When dormant spores sustain damage, repair of such damage upon germination can be required, prior to outgrowth. The contribution of different recovery conditions (which include various food matrices) to the ability of sub-lethally injured spores to grow out, has been identified. In addition, transcriptome analyses, during germination, emergence of the vegetative cell and subsequent outgrowth, have been performed, yielding new target genes that could be involved in these processes. To extrapolate the observations related to the effects of sub-lethal treatments of model strains to industrial isolates, the characterisation of a range of spores of B. cereus industrial isolates was performed.

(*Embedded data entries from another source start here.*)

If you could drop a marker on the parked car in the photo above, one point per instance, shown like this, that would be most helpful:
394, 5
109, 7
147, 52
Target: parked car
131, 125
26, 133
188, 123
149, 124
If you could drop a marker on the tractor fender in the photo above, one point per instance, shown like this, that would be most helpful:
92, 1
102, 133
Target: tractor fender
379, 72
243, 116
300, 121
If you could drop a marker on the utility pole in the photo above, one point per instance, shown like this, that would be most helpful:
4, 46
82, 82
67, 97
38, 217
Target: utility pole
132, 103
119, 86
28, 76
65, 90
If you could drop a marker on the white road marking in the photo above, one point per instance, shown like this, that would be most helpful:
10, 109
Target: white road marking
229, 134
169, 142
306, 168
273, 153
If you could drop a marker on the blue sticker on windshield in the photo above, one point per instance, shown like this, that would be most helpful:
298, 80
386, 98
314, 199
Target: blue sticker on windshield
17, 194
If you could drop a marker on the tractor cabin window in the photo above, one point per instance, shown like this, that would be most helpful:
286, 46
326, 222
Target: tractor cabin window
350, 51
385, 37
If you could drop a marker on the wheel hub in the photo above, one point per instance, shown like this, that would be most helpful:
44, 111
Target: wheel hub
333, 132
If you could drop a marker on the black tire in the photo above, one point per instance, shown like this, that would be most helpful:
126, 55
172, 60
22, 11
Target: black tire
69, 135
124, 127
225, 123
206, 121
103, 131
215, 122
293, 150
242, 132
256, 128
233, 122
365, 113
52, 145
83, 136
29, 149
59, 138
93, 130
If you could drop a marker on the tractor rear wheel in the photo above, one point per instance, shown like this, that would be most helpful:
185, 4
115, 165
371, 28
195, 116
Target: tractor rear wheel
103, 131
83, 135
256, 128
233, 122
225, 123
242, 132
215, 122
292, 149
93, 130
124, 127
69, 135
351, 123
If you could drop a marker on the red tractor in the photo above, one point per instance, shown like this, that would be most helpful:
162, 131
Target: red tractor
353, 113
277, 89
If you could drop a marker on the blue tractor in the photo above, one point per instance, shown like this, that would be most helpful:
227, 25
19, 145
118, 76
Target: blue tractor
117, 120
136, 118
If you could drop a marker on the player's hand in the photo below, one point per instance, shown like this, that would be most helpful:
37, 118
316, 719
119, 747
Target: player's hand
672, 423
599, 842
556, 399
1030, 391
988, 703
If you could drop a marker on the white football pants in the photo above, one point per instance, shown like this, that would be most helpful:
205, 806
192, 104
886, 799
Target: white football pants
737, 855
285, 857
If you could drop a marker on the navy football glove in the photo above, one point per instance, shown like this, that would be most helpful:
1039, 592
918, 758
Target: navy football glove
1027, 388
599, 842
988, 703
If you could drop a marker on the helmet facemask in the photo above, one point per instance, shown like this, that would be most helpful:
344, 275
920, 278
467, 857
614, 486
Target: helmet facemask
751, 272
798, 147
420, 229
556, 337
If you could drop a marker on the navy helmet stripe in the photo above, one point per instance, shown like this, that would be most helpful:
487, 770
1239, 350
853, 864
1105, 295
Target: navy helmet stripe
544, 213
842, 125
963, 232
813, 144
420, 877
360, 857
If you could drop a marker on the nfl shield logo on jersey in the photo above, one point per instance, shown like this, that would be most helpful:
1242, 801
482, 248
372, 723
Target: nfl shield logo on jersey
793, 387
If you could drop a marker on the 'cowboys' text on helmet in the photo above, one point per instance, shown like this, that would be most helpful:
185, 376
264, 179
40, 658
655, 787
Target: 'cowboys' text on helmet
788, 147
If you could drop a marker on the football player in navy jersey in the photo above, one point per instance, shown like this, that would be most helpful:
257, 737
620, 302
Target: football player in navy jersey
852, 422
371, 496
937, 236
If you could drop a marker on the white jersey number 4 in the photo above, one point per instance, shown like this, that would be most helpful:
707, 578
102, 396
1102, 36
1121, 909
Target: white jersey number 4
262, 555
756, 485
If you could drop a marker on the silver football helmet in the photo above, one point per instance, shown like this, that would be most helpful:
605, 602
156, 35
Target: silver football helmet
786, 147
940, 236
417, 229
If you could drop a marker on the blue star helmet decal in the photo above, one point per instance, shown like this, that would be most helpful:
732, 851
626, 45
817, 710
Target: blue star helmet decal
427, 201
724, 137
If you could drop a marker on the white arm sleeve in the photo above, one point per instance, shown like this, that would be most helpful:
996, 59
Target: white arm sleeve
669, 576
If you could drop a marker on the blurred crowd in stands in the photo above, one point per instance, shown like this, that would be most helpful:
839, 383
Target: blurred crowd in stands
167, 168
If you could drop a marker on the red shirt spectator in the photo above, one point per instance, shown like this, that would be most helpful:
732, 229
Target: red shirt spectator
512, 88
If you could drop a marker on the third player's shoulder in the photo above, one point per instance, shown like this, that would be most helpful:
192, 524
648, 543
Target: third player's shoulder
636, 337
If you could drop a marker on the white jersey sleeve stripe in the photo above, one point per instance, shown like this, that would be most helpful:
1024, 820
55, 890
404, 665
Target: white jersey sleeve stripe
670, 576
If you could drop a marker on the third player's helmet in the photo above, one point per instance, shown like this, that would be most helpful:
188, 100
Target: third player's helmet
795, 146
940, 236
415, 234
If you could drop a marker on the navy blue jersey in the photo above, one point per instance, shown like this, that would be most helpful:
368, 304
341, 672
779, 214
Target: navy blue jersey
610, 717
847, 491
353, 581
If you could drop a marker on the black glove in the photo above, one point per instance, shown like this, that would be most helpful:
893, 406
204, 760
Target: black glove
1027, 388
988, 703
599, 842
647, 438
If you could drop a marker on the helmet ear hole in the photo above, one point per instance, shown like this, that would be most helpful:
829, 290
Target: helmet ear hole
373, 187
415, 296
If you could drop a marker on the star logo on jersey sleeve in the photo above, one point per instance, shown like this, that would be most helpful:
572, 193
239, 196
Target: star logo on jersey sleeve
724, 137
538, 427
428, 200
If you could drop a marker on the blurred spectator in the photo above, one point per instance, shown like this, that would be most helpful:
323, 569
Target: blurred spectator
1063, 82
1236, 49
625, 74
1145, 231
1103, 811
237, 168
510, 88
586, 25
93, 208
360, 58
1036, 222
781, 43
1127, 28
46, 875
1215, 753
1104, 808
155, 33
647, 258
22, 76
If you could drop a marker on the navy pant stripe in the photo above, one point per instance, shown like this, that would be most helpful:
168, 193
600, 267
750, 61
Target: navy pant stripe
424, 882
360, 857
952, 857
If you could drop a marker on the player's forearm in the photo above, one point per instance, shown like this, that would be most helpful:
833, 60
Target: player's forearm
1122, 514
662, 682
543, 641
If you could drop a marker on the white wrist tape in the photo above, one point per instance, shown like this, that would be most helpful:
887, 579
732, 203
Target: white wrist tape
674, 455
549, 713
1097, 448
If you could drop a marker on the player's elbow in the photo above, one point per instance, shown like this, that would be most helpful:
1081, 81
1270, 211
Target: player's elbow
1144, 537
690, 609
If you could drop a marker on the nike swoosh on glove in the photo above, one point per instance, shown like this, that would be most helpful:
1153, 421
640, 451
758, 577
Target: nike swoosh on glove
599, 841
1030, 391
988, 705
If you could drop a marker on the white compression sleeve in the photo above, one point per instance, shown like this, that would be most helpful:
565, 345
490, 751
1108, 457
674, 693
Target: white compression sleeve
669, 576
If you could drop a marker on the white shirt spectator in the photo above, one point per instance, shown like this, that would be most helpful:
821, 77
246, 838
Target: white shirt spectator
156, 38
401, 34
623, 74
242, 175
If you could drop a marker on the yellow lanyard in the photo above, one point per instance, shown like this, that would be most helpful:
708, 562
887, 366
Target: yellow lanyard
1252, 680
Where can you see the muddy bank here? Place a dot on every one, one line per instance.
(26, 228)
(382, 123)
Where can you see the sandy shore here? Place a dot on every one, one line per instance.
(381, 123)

Another important property of spores is their heat resistance, which was also studied. Within the species B. subtilis, spore heat-resistance was assessed for a large number of strains. Two distinct groups could be identified, with spores from the highly heat-resistant group requiring more-intense heating for inactivation than the low-heat-resistant group. The genome sequences of these strains were analysed and, by performing gene-trait matching, a mobile genetic element was identified which was specifically present in the genomes of strains with high spore heat-resistance. It was demonstrated that this element was responsible for the increased heat-resistance of spores. This element is not restricted to B. subtilis and is found in many other spore-forming Bacilli, indicating a role in evolution and adaptation of these strains. This study provides insight into prediction of spore heat-inactivation processes and the mechanism by which increased spore heat-resistance is mediated and will, ultimately, allow for better detection and control of highly heat-resistant bacterial spores in foods.

In the last part of the project knowledge gained in model spore-forming organisms was translated to wild-type food strains. The genomic content of 47 Bacillus spp. food isolates (which cause problems to industry) was determined via whole-genome sequencing, contig assembly and gene annotation. For selected strains (13 B. subtilis and 5 B. thermoamylovorans) a phenotypic characterisation of germination properties, under selected conditions, was performed and significant differences between the strains of each species were observed. Future work will include studying identified genetic factors to validate their suggested roles in the phenotype with which they are associated.